I wonder if I am being uncharitable in thinking that Larry Derfner got himself into this predicament by failing to apply moral standards consistently. Any such ethical position would, of course, have got him fired from JPost, but at least he’d have fallen more firmly on the side of human rights and international law. Derfner’s starting point is an unquestioning defence of an ethnocracy in Israel; when he refers to his ‘countrymen’, the ‘Israeli public’, ‘our own people’ and ‘us’, the reader knows he means Jews only. His position is honourable in so far as he is calling for an end to the ‘terrible injustice’ of Israel’s military occupation. The argument for which he ostensibly lost his column is that Israelis/Jews need to stop hurting Palestinians, who have the right to resist and whose murderous reaction is understandable given the extreme provocation – this in spite of the fact that there are remarkably few terror attacks on Israeli civilians/non-combatants and 99.9% of Palestinians living under occupation and apartheid are daily waging a non-violent struggle, which is crushed with horrifying brutality. 

‘We’ are, he writes, “driving them to try to kill us, that we are compelling them to engage in terrorism, that the blood of Israeli victims is ultimately on our hands, and that it’s up to us to stop provoking our own people’s murder by ending the occupation… by tacitly encouraging Israelis in their blindness, I think we endanger their lives and ours, their country and ours, much more than if we told the truth and got quoted on Hamas websites.”

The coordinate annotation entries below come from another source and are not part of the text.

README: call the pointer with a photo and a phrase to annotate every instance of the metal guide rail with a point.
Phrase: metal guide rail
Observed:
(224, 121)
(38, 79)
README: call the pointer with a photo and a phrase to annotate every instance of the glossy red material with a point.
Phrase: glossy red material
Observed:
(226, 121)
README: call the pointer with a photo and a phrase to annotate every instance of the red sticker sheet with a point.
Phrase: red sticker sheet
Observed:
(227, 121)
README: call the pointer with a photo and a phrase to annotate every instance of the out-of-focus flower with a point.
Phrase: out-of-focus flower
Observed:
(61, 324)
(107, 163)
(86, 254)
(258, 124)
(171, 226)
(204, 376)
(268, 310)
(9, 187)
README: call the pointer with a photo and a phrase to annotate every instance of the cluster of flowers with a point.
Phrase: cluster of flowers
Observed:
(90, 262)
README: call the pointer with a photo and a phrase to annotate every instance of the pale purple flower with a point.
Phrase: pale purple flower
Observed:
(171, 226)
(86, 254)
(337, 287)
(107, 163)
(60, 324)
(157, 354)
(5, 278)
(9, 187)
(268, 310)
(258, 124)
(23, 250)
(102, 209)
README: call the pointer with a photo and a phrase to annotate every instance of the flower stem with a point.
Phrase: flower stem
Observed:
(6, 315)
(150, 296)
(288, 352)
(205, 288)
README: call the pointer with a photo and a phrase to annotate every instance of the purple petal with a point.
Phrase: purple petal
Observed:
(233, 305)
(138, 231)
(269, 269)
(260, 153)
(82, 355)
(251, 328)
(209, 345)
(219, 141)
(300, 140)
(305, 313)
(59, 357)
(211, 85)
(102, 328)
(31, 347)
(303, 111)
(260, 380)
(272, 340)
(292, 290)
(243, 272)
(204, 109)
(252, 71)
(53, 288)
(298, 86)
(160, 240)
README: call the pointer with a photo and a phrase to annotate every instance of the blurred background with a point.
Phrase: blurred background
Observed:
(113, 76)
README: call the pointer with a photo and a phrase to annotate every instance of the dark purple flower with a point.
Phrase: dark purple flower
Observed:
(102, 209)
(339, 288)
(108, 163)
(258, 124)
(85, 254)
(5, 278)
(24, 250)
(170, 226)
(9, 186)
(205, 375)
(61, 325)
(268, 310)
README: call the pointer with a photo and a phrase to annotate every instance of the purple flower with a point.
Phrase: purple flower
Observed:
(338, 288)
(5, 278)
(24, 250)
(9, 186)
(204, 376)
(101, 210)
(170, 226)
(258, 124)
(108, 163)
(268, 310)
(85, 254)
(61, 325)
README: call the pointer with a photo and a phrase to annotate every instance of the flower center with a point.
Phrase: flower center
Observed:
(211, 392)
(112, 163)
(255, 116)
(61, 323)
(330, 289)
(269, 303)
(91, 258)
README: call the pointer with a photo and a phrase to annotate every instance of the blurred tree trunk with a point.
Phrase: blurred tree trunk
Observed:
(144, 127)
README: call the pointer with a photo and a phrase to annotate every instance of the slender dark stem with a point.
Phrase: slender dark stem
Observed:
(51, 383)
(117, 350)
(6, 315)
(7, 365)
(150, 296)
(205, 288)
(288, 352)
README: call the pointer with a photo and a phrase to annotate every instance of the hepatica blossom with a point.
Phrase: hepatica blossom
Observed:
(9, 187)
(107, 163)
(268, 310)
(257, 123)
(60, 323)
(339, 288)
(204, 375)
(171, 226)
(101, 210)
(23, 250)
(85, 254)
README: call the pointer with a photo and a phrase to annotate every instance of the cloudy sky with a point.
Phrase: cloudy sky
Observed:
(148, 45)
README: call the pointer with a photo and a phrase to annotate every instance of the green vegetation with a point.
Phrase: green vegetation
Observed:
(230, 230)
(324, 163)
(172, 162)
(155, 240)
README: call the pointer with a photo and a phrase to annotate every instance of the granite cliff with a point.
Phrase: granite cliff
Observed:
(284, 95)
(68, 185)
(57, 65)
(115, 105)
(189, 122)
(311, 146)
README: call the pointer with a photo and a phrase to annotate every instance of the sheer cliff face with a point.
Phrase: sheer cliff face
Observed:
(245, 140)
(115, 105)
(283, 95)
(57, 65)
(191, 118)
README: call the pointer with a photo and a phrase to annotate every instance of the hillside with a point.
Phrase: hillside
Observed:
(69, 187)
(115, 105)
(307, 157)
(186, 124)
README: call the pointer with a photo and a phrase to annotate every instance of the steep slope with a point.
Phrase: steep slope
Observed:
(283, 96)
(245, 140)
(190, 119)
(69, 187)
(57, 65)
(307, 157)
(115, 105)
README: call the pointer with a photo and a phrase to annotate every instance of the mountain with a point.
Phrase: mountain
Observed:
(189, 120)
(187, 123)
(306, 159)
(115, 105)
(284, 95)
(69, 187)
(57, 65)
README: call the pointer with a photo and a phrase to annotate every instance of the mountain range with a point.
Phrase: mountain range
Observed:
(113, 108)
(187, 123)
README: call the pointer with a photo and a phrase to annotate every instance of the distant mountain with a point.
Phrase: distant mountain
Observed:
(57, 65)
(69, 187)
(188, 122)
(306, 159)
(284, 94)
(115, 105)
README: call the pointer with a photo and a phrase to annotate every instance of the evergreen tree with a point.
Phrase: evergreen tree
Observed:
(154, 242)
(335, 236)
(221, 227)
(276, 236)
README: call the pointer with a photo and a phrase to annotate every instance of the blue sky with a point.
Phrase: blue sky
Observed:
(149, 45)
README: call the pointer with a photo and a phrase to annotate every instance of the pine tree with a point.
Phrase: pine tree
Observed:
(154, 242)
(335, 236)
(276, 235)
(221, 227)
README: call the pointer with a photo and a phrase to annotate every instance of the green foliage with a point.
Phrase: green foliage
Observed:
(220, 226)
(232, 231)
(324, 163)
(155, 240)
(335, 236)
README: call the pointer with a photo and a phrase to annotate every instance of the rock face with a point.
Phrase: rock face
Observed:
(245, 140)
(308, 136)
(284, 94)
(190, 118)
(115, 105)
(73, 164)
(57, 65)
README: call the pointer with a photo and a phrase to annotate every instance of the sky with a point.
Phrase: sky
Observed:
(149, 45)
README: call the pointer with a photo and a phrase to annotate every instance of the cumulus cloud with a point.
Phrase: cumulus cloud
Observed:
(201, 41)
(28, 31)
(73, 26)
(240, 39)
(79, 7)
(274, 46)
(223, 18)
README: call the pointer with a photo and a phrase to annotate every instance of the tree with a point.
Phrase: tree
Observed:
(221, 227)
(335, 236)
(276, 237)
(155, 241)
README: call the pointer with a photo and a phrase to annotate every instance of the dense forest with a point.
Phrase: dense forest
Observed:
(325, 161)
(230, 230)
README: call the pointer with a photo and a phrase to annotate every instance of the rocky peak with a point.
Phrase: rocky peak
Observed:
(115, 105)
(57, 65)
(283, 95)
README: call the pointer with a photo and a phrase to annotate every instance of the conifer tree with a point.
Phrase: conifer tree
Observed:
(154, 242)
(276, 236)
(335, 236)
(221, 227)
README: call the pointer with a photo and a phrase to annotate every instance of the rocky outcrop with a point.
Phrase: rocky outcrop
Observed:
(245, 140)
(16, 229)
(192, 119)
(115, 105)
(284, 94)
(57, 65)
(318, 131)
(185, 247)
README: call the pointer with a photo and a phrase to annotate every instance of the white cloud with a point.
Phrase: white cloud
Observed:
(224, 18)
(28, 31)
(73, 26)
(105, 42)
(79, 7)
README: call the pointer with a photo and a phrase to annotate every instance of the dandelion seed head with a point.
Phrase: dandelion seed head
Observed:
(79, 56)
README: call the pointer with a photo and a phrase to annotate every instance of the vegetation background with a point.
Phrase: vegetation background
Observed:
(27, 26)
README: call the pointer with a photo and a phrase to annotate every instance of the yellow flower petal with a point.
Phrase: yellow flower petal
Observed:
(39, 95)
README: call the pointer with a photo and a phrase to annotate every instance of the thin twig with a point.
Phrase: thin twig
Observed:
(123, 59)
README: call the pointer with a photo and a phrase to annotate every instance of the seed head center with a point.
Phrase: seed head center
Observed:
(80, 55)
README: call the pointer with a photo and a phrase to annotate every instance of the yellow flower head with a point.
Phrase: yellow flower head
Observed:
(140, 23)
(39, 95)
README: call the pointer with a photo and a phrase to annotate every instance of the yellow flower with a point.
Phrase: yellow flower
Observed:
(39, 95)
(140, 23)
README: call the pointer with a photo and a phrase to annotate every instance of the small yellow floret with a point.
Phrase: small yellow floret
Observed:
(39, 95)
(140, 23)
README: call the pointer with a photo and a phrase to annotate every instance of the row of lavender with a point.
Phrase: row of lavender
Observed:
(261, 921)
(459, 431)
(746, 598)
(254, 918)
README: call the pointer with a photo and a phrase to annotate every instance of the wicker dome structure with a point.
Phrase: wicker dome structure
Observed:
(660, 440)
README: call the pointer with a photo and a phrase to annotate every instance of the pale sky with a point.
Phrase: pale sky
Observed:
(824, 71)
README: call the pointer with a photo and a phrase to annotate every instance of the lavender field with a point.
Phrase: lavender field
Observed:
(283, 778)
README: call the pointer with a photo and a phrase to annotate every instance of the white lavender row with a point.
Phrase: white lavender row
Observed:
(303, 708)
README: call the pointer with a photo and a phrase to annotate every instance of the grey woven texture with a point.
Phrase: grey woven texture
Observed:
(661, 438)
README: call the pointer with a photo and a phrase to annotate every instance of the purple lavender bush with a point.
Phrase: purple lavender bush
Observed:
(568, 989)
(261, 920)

With a future two-state solution in mind, Derfner is careful to draw a line between two ethnic groups: in one camp are the Jews in their ‘own country’, and in the other are the angry, oppressed Palestinians living under military occupation – in what he hopes will be ‘their country’, thereby resolving a historic grievance. What of the Palestinians living in ’48/Israel? They are absent from his discourse – neither Jews nor occupied Palestinians. As for Palestinian refugees, could any of them return to Derfner’s posited Jewish state? 

As he concludes, “Writing this is not treason. It is an attempt at patriotism.”

Derfner’s position is unsustainable – based not on international law or human rights, but on some folkist insistence that Israel can be a Jewish, democratic state and yet one that acts humanely to a people it has dispossessed. Doesn’t he see that such an exclusionist Israel will never be able to forgive the Palestinians for not disappearing all together? 

It seems that Derfner tripped himself up when as a self-confessed ‘liberal Zionist’ he expressed such an impassioned sympathy for Zionism’s victims; in order to be consistent, he must now get up, dust himself off and address the core assumptions of a racist ideology.